In 2020, Bärtsch appeared solo at the Friedenskirche in Ludwigshafen, previewing his Entendre repertoire, from the ECM Records album which was to be released the following year. Bärtsch navigated a rippling rhythmic flow, often with a patterning systems style, influenced by the early times of minimalism. Filaments were turned into fragments, as he struck mallets under the lid, theatrically making zithery flourishes, or creating low bass drones via prepared piano tactics. Once this magical meditation carpet was unrolled, Bärtsch embellished with small percussive hits and trilled clusters. Following an abstract adventure, he would invariably return to a briskly repetitive cycle, sounding like he was improvising in both the abstract and rhythmic realms.

Bärtsch can create a fragile interlacing of rainfall, occasionally broken by thunder or sleet, these effects magnified by a microphone cannily placed under his piano body. He prances across pools with clockwork toes, his refined minimalism revealing hints of a certain cerebral boogie woogie. Bärtsch is an expert at coaxing out multiple simultaneous sounds in different ranges, so fleet is his fingerwork. He exists inside and outside the piano body, at one with his instrument, using the sides of his hands to prepare body-dampened strings instantaneously, always on the move, scraping, trinkling and enunciating at a bewildering rate.

In 2022, Bärtsch is an Artist In Residence at Enjoy Jazz, presenting three new performance concepts at three different venues. "Enjoy Jazz is the festival that supported us the most," Bärtsch recalls. "When we had our first record with ECM, Stoa. Manfred [Eicher] made that connection to Rainer Kern, and he liked the music from the very first moment on, so Rainer gave us the first chance to play, at Karlstorbahnhof, Heidelberg." Kern is the artistic director of Enjoy Jazz, and certainly its dominant figure, also acting as emcee for all of the shows.

"We had a very nice gig, with a piano that went out of tune during the show," Bärtsch laughs. "But the rest was brilliant, and that was the start of the best, longest, most serious, and very creative collaborations I've ever had with a festival, and especially with Rainer Kern as producer."

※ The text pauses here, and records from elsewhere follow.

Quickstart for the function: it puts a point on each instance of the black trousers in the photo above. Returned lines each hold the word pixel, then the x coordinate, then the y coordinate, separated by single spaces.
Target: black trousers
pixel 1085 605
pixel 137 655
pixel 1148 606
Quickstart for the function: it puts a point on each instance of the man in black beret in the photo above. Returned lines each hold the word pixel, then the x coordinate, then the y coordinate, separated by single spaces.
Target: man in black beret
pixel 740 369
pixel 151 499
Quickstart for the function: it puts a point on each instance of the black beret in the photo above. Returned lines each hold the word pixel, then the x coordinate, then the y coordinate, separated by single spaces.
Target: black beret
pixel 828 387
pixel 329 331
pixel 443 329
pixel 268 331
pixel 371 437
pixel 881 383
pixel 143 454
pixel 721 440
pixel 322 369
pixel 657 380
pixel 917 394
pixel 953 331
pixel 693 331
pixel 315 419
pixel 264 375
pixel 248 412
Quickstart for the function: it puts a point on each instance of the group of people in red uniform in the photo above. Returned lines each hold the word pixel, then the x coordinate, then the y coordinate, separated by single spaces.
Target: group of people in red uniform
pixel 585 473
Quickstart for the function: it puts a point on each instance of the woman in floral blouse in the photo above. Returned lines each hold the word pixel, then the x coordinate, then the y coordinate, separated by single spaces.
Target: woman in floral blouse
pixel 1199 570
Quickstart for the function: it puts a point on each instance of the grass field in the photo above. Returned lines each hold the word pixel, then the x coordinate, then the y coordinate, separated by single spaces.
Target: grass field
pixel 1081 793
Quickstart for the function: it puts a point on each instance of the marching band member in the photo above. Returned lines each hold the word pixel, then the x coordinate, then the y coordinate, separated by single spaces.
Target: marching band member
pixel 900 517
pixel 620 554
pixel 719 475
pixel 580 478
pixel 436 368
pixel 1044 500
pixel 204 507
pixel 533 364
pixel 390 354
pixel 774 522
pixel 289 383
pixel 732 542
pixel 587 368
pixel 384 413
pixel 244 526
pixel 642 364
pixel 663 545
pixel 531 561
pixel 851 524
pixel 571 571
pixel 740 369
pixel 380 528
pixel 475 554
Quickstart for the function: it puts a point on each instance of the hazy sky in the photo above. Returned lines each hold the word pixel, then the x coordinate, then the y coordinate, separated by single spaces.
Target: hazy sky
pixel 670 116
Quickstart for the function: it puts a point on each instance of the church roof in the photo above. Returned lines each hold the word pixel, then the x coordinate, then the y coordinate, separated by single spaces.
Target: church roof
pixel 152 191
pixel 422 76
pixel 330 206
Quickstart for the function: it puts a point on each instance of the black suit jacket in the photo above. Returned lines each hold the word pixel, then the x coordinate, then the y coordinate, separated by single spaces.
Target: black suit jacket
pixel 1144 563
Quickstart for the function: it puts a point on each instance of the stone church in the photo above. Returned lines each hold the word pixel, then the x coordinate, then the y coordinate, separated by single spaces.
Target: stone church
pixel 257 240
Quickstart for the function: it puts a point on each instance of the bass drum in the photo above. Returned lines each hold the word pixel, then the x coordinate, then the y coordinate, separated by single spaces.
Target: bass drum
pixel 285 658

Bärtsch describes Kern as an "inventive figure." Customarily the pair would decide to present the latest album by Ronin, the pianist's primary group, often prior to its release. "I've tried, over the years, to present different projects," Bärtsch explains. "That started in 2006. There was just one year where we were not there." Of course, he had even played in 2020, a week or so before another lockdown closed the festival prematurely.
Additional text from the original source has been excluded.